Bourdain tells all about the events in France during his youth that led to his becoming a chef, the three types of people who become professional cooks, and the things that make the lifestyle at times difficult, unique, challenging, grueling, intense, and incredible. He tells of his early fascination with food, eventual education at the Culinary Institute of America, and working his way up from dishwasher to Executive Chef of Les Halles in NYC. Along the way he takes jobs in Provincetown, Baltimore and Tokyo and gets hooked on drugs.
As he recounts his life story to this point, he dispenses advice on cooking tools to own, what it takes to cook like the pros, when to order certain foods at restaurants (Never get the fish on Monday or mussels ever!), and other pointers.
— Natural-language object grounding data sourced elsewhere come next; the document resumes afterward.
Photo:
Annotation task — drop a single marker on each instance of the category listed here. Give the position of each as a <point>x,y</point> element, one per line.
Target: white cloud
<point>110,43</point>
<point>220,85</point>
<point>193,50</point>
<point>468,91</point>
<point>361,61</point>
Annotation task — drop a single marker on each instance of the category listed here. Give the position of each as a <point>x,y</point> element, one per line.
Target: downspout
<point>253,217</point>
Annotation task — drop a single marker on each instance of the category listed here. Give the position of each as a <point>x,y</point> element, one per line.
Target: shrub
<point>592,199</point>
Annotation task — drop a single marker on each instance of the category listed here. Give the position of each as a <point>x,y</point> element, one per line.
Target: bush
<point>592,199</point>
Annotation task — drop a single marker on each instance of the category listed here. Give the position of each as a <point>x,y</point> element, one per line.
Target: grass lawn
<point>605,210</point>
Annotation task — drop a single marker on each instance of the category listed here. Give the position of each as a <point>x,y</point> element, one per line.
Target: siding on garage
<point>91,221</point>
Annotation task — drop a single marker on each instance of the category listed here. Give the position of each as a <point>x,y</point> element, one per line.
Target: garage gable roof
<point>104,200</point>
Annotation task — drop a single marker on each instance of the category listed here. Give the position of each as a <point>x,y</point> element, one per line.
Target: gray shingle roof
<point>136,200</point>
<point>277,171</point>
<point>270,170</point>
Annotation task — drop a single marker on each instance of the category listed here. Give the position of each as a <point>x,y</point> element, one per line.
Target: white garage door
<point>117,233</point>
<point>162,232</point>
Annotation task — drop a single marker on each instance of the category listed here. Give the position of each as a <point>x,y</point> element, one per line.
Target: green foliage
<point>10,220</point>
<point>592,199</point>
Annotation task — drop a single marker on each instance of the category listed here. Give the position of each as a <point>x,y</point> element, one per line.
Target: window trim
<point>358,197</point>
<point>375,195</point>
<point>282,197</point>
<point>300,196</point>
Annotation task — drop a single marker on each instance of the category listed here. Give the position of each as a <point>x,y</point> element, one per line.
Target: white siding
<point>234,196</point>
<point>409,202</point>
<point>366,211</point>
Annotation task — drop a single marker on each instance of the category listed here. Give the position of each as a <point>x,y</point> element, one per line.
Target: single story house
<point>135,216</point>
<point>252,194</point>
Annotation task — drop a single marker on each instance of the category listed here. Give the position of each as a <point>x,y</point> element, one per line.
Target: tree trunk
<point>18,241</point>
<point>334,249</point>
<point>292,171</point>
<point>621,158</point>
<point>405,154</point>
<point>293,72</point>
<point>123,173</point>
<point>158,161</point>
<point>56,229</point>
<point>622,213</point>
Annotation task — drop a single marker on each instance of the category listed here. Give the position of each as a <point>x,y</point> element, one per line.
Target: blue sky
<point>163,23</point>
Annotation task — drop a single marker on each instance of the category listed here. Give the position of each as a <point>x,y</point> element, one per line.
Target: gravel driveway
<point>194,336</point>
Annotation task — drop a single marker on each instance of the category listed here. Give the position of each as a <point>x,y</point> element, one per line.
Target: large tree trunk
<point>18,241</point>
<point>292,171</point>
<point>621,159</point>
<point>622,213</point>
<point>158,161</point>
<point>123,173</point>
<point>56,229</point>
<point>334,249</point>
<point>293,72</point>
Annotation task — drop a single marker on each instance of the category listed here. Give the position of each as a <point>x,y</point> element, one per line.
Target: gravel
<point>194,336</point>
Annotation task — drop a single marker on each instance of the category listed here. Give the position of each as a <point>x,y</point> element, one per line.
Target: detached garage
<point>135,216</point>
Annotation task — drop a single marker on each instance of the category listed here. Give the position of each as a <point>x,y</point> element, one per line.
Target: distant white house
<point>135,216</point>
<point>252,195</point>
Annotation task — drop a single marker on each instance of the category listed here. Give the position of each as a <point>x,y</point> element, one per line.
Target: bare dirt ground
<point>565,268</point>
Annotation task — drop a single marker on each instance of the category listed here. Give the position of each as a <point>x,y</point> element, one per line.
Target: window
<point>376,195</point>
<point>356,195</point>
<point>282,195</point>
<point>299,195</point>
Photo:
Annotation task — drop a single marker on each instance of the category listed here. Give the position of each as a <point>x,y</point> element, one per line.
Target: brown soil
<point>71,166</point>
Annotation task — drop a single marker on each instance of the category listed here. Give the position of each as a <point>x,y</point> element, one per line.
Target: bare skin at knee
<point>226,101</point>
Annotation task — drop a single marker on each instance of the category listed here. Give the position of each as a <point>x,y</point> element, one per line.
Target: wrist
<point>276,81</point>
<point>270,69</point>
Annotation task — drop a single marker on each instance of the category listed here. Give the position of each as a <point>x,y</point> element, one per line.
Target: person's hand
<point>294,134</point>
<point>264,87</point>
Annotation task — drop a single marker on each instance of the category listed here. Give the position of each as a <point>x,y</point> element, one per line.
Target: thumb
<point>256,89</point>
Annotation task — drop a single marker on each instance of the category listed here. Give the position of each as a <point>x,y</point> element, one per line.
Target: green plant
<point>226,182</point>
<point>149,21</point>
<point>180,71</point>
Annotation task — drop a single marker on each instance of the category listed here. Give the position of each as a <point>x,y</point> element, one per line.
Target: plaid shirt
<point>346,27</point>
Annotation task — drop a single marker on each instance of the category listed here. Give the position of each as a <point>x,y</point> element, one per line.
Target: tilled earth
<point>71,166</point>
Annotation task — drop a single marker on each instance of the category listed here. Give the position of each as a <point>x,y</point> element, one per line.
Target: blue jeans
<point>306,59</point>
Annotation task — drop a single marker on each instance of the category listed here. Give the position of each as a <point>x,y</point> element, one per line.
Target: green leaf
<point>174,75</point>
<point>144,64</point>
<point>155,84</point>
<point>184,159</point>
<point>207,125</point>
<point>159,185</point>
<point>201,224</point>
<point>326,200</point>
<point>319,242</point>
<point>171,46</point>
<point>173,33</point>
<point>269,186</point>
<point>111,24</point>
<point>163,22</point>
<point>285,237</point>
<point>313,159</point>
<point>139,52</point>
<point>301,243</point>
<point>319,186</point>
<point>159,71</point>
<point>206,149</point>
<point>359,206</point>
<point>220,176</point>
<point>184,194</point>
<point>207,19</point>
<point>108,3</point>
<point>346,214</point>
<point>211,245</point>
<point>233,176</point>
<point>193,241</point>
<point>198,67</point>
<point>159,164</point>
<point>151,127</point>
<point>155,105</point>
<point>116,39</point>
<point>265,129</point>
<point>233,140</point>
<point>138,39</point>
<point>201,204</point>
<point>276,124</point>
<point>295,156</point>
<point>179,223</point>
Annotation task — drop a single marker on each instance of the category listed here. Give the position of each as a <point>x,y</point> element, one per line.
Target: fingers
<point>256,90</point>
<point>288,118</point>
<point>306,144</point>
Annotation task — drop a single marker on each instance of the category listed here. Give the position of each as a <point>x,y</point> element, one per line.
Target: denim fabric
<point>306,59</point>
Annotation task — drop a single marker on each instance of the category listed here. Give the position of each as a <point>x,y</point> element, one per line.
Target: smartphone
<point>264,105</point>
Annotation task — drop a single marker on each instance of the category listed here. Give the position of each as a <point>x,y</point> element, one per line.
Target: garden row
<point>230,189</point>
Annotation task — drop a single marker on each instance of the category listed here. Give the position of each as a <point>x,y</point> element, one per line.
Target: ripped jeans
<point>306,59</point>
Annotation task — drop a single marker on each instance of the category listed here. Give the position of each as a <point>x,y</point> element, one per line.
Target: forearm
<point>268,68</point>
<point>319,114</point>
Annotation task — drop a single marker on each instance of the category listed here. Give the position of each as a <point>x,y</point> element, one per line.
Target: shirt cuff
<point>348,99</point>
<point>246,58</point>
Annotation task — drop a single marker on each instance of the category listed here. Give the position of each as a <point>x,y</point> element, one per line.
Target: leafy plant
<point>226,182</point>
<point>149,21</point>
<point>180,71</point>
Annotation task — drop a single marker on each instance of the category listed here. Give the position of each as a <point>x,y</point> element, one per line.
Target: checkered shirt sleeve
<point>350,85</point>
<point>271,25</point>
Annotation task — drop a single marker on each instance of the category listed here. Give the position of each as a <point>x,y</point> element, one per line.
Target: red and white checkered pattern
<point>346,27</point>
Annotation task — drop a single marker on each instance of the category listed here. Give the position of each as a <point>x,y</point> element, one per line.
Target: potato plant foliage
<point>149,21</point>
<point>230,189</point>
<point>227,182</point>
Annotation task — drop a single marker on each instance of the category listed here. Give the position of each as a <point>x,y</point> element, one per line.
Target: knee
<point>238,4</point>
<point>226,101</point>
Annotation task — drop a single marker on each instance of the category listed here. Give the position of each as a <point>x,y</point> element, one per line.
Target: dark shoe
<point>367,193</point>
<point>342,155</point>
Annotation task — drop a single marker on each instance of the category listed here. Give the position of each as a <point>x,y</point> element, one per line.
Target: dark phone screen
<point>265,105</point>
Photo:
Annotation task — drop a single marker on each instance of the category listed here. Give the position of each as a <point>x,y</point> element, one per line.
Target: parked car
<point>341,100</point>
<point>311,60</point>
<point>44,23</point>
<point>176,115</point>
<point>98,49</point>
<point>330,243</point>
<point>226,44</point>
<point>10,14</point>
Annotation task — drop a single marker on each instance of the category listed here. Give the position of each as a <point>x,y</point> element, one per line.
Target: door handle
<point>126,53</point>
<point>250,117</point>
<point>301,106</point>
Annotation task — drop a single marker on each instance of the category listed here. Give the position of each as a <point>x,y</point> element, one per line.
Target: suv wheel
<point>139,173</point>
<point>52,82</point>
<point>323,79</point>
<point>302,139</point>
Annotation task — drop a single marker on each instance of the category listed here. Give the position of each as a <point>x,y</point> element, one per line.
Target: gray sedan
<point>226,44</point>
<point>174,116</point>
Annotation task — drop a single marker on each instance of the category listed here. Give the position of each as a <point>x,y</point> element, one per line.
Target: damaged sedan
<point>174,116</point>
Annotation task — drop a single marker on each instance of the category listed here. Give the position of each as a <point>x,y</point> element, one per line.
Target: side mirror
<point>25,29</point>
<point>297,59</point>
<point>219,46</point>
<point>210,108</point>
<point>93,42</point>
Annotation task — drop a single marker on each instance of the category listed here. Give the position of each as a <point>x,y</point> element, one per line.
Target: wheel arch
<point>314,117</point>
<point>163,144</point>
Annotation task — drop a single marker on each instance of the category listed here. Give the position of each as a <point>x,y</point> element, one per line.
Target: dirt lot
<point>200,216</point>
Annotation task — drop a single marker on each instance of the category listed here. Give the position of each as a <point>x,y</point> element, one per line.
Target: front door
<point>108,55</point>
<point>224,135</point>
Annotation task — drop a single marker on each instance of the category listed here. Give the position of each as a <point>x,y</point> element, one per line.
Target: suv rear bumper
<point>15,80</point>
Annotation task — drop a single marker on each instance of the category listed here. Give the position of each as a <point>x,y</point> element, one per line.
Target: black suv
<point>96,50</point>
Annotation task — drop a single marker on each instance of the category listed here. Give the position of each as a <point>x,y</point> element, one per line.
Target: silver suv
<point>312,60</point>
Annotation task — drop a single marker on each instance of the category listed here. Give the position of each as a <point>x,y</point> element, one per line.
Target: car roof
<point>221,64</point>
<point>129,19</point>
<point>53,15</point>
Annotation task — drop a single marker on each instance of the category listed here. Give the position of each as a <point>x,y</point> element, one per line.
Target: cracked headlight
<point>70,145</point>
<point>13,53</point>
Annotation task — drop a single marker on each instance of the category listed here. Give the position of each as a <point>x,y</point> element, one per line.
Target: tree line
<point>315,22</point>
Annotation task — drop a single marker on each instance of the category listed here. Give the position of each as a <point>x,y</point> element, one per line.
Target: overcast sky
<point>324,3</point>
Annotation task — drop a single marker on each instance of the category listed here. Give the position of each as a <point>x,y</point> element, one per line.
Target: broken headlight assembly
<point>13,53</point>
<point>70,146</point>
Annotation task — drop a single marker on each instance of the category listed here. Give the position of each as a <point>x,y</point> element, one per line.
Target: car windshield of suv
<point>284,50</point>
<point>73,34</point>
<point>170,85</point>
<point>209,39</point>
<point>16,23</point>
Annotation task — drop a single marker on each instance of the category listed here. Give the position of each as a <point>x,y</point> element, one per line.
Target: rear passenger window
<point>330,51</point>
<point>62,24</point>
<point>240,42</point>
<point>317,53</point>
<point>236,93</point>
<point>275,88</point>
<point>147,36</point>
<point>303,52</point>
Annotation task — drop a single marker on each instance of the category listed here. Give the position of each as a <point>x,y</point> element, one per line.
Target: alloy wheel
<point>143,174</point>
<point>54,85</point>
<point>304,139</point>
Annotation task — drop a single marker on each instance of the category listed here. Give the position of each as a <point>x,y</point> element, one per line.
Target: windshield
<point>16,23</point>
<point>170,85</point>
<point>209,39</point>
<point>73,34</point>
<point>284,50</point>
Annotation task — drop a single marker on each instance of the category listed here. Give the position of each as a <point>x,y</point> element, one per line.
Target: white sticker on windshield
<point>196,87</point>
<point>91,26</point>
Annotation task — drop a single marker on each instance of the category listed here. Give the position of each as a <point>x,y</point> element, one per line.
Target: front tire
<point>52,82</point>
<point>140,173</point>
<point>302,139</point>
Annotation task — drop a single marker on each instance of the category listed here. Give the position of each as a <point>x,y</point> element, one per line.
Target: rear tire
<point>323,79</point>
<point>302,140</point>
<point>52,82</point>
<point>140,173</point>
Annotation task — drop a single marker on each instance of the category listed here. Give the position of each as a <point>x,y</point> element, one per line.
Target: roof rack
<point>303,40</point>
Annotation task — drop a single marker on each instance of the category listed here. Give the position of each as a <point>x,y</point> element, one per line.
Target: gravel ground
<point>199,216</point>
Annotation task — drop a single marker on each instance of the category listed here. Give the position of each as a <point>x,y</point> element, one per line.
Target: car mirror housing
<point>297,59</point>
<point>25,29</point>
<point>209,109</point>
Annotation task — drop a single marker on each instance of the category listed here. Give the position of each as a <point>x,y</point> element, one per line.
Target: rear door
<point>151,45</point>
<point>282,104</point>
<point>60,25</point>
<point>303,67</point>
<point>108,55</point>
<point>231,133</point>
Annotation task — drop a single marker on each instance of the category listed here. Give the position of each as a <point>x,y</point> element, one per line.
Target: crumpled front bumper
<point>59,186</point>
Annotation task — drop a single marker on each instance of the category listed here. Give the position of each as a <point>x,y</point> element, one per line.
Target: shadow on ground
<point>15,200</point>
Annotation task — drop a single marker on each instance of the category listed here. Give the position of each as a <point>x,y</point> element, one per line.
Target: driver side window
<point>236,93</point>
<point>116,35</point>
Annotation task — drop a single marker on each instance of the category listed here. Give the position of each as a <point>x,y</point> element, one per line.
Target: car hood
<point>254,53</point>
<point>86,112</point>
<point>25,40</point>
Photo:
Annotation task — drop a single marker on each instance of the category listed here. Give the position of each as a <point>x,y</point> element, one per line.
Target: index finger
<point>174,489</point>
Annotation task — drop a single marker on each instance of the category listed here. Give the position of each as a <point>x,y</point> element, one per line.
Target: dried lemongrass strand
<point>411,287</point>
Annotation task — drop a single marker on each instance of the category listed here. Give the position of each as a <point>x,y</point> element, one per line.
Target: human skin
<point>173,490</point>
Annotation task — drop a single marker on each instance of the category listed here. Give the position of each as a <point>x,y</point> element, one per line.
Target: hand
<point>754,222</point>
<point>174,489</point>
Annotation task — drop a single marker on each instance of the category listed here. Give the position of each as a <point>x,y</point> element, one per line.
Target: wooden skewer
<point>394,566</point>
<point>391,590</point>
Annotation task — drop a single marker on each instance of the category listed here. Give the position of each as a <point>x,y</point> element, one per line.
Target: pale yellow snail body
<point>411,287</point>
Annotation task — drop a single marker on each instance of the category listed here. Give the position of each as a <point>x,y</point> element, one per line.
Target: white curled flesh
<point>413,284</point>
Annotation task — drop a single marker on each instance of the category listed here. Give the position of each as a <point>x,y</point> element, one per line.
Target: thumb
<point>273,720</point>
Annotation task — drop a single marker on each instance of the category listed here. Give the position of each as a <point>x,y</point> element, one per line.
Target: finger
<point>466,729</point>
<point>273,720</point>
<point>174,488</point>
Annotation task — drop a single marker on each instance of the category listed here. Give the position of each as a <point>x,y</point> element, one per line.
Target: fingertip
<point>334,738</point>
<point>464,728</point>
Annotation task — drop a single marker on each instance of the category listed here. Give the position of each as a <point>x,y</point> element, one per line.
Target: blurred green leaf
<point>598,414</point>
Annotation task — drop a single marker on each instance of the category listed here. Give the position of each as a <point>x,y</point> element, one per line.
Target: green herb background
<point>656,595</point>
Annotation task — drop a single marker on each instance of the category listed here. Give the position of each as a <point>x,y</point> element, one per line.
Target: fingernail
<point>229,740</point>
Be warned, this is not a book for your ten-year old budding Emeril to read (Bourdain calls him an fuzzy Ewok). Kitchen Confidential is laced with abundant profanity, graphic sexual imagery, and hardcore drug use. Anthony Bourdain said in 2000 that the things he wrote in his book would never get him his own show on The Food Network. He was wrong, in fact the things he writes about made him a celebrity and in 2003 he got his own show "A Cook's Tour".
The review of this Book prepared by David Fletcher
This book is what made Anthony Bourdain a celebrity, and is an account of his love affair with food and his progress from dishwasher to chef. In addition to memoirs of his life and anecdotes about people he's met, there are useful chapters about kitchen tools, what foods to avoid in restaurants and a chapter on kitchen jargon.